The war always returns home

The CIA, the American military and American senior civil servants, politicians and diplomats have for decades tried to enforce American interests globally by initiating or influencing the outcome of events in Europe, the Middle East, Latin America and Asia – often applying fairly dubious methods to do so. McCoy depicts, in a convincing and merciless manner, the disastrous consequences when the project of enforcing American interests succeeded as well as when it failed. There is something intrinsically megalomaniac, not only about the US’ struggle for global dominance, but also by McCoy’s analysis of the same. It could hardly be different. In order to describe the scope of American interference in the course of the world, you have to focus narrowly on the actions and the responsibility of the US. That particular framing of the narrative, however, momentarily gives the feeling that McCoy – from his certainly critical viewpoint – paradoxically shares the American state’s conception of the world as an almost passive object for American interests. Nonetheless, the vantagepoint of his analysis of America’s greatness and possible fall is insightful and McCoy has needed courage to arrive at that vantagepoint.

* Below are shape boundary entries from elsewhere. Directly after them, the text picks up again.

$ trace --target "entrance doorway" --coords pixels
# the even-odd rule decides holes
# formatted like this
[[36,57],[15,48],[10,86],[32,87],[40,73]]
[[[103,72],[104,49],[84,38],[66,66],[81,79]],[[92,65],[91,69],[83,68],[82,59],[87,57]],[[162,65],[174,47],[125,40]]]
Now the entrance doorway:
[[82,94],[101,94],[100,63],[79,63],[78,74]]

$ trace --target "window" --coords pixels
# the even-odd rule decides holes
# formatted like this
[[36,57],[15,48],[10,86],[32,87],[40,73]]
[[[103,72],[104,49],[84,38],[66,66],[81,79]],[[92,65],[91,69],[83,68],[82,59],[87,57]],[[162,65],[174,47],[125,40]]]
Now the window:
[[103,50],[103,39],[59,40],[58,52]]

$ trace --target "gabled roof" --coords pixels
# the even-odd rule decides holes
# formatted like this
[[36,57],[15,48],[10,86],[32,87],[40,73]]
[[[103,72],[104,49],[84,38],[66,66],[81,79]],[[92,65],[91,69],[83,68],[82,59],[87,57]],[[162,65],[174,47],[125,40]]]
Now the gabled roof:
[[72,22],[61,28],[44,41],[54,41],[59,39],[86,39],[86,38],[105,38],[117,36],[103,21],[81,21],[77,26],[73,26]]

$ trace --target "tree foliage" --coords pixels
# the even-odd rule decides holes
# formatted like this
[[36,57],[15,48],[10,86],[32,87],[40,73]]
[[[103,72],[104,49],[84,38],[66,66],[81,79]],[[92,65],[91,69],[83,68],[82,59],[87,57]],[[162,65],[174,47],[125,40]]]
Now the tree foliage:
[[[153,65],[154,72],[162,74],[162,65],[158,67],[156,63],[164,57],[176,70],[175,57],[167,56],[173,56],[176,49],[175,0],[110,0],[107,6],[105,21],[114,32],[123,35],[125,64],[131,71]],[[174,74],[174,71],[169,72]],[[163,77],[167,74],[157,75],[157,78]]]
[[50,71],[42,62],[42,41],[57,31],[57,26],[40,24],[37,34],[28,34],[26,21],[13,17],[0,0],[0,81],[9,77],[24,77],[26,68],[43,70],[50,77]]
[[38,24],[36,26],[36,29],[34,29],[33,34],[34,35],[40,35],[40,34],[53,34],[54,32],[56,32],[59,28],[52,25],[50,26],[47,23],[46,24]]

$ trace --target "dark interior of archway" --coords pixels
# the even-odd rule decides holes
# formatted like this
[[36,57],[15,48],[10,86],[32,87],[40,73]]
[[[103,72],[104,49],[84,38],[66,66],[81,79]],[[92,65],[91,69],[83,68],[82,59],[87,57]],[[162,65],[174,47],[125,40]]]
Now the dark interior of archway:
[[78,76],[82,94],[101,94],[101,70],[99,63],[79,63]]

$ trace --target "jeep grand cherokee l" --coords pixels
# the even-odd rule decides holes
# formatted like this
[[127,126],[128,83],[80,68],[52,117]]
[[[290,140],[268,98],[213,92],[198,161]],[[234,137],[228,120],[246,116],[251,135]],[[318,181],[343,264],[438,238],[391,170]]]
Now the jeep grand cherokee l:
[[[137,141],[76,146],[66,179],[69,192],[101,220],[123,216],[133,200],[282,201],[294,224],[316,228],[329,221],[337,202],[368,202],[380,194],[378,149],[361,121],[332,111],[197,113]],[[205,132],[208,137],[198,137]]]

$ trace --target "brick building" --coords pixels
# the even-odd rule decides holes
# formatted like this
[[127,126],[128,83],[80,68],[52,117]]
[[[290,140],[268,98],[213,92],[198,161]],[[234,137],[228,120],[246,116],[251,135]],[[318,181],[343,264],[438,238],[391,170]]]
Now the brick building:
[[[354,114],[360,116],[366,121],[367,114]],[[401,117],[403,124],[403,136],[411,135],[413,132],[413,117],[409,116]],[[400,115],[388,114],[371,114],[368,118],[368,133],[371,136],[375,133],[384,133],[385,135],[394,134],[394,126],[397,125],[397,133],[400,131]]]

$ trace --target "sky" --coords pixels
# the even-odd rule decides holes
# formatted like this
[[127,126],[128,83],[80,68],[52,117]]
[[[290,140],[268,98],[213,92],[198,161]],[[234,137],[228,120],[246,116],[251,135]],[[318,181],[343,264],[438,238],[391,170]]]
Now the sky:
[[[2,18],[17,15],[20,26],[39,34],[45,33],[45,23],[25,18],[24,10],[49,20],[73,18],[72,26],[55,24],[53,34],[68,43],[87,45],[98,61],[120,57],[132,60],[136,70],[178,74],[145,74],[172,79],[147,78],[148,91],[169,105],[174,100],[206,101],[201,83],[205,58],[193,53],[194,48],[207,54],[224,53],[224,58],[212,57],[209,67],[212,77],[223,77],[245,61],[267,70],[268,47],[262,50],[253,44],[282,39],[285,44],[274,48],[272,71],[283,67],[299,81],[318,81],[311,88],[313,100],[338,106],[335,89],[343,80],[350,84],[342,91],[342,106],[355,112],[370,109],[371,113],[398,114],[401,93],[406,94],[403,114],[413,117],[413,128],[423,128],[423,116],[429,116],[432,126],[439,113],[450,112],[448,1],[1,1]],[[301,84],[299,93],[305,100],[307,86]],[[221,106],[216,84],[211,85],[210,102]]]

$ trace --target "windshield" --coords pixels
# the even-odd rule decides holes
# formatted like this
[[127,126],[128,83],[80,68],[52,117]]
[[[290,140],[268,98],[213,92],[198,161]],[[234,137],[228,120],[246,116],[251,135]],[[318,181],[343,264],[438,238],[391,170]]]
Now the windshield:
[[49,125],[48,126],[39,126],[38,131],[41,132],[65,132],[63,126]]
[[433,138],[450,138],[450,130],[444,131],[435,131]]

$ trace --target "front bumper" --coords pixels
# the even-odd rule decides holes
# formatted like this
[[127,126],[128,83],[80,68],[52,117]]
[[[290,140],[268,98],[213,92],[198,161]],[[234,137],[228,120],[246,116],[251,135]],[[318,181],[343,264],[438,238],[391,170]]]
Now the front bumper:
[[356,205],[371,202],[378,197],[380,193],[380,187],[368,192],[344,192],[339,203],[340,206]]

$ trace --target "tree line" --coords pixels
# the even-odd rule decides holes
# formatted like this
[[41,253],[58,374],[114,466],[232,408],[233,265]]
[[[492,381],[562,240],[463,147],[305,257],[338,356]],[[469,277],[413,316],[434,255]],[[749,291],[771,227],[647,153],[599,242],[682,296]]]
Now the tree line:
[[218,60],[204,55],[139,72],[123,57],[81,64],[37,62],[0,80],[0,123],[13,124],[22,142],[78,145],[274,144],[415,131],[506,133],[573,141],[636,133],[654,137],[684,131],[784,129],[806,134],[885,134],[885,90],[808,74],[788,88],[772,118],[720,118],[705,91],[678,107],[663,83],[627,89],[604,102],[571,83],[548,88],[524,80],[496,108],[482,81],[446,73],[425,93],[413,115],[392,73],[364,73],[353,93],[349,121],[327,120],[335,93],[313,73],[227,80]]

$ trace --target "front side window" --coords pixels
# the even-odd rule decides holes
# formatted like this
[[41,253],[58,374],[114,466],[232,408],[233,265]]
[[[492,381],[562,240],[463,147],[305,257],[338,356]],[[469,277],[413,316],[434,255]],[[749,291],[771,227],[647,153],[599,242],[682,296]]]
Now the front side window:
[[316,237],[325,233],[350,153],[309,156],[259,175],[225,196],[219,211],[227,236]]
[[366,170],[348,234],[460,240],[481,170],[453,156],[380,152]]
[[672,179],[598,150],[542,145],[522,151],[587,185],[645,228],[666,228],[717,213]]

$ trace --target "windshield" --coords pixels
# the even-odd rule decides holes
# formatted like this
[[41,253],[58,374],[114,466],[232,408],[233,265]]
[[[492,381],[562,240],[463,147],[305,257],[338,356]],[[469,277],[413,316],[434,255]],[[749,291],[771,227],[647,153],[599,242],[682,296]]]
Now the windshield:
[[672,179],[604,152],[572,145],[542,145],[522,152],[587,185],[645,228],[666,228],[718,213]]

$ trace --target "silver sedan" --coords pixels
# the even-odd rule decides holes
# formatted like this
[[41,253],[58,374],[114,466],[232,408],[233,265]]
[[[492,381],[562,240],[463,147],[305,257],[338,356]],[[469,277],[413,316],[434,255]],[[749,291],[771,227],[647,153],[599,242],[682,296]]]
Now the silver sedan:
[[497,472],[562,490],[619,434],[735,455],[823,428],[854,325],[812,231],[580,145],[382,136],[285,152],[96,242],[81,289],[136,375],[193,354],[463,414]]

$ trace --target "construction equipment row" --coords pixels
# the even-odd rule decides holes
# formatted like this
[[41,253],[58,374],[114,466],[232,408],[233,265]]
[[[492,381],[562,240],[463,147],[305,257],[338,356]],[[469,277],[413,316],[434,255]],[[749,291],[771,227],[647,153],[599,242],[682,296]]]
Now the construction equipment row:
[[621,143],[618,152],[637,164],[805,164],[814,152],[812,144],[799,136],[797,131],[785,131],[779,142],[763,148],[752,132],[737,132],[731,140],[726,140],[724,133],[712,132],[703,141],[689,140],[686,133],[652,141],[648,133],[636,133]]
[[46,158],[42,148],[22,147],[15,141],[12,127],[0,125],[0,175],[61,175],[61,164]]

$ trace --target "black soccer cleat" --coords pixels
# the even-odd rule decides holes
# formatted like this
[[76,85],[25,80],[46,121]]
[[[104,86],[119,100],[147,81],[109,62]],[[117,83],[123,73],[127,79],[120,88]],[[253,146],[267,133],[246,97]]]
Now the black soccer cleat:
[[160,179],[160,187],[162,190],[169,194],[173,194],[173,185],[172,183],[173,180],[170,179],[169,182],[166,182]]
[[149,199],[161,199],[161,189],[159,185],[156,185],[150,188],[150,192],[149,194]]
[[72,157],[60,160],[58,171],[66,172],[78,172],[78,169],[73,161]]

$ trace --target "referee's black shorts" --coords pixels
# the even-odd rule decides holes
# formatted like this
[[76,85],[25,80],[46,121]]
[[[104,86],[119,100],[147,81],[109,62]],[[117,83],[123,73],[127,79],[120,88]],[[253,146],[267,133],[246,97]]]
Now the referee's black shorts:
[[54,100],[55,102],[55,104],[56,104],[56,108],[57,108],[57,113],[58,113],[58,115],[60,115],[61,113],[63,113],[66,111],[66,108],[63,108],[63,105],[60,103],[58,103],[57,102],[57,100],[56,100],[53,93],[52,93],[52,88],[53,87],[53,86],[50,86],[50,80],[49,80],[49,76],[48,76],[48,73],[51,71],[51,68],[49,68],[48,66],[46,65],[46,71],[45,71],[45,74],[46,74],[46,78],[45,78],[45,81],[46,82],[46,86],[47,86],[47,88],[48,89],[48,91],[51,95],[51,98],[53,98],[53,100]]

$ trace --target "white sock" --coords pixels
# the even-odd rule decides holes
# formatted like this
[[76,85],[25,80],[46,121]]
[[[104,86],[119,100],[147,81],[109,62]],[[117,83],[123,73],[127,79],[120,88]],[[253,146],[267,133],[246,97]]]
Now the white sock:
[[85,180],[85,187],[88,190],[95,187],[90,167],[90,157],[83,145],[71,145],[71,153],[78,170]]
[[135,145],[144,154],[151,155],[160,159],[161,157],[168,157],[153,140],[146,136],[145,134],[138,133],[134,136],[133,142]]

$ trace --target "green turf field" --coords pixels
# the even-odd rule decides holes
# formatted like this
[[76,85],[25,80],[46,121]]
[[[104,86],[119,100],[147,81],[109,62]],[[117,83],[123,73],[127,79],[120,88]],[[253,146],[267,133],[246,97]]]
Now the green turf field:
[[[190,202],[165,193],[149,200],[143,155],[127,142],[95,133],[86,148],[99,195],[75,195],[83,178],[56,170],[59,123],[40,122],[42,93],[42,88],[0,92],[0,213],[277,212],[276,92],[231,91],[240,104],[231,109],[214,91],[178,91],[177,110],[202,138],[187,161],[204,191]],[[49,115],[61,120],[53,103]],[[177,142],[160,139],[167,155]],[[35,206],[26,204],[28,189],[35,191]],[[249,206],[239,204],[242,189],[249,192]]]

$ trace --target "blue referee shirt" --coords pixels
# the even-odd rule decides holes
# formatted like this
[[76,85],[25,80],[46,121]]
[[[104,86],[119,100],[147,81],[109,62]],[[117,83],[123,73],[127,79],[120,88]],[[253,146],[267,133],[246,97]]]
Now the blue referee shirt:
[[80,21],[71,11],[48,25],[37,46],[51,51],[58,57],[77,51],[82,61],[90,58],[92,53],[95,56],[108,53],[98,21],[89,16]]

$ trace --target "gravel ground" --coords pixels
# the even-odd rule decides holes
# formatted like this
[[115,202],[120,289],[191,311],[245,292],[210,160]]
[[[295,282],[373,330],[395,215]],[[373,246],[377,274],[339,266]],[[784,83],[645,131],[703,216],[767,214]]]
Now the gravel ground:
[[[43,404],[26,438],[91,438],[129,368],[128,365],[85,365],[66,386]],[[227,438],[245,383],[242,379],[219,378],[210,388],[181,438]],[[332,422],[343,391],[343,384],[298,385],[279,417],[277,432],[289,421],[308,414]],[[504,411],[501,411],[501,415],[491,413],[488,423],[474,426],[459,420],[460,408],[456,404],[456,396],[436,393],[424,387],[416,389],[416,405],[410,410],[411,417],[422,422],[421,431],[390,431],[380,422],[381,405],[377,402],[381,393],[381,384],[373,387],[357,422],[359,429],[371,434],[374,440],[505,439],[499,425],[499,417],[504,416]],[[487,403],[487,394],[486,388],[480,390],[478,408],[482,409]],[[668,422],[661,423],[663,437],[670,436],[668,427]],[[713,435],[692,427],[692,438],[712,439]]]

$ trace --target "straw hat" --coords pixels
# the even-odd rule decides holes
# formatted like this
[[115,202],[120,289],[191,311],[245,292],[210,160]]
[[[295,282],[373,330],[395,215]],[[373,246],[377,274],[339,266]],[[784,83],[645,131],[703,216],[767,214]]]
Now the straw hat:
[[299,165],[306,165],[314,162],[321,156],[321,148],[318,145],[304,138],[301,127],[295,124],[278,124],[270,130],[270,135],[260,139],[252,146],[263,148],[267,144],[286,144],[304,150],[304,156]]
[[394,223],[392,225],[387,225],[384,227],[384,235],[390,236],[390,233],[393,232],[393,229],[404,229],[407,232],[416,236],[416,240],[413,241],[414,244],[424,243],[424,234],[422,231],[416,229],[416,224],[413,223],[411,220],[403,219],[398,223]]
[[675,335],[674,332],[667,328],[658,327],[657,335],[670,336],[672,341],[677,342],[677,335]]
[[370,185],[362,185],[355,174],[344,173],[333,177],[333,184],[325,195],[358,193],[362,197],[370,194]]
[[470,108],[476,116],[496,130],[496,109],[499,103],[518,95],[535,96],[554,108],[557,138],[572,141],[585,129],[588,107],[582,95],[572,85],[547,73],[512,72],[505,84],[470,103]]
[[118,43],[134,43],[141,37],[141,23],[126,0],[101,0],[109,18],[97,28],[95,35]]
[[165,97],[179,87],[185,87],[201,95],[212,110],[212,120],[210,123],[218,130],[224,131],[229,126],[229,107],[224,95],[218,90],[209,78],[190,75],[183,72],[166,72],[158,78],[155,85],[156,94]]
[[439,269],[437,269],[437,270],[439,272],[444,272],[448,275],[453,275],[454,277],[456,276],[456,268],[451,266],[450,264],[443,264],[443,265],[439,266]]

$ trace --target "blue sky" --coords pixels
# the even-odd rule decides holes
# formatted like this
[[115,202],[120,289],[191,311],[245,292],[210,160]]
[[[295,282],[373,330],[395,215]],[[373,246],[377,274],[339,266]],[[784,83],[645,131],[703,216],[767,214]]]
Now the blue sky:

In the introduction, McCoy tells – with the crispness of a well-written crime novel – the story about his own first encounter with the intelligence services. As a young student of history in the early 1970s he set out to inquire into the background of the massive heroin addiction among the American soldiers in Vietnam. He started in the archives with colonial reports on the opium trade in southeastern Asia, and ended up with a manuscript that made a CIA officer (in vain) pressure the publisher to halt the publication. «Defeated in the public arena, the CIA retreated to the shadows and retaliated by tugging at every thread in the threadbare life of a graduate student,» writes McCoy.The descriptions of the net of militarisation and intelligence that the historian’s own life was entangled in, and that has been tightened steadily around the world, are both sober and unforgiving. The nerve of the initial chapter – where McCoy depicts his growing-up with a father, and friends’ fathers, who brought the violence of the war into their own living rooms – runs through the whole book. It is that nerve that makes it possible to digest the heaps of cold facts about weapon power and the production of opium.

«The empire of the US is surely built by military power, but it is supported by global economic infiltration.»

The Vietnam lesson

Alfred W. McCoy

In the Shadows of the American Century touches only sparsely on American commercial interests, but there are some references to the Pentagon’s alliances with private contractors of weapons and technologies and the creation of a «military industrial complex». It would have facilitated a deeper understanding if McCoy had pursued the connexions to private enterprises and had diminished the amount of nerdish details about armament. The empire of the US is surely built by military power, but it is supported by global economic infiltration.

McCoy estimates that the US will soon become a former global empire. But if anything could provide hope for those who still think that the world is better off with American dominance, it would be (according to McCoy) the technological revolution in defence planning that was systemised under president Obama. In other words, the creation of cyber warfare and full-scale militarisation of space. McCoy contends, that «while America’s economic influence is losing ground, this breakthrough in ‘information warfare’ might be what could secure the country’s global hegemony into the 21st century.» But the historian reminds us – referring to Vietnam – that «history offers some pessimistic parallels when it comes to the ability of militarised technology alone to preserve regional or global hegemony».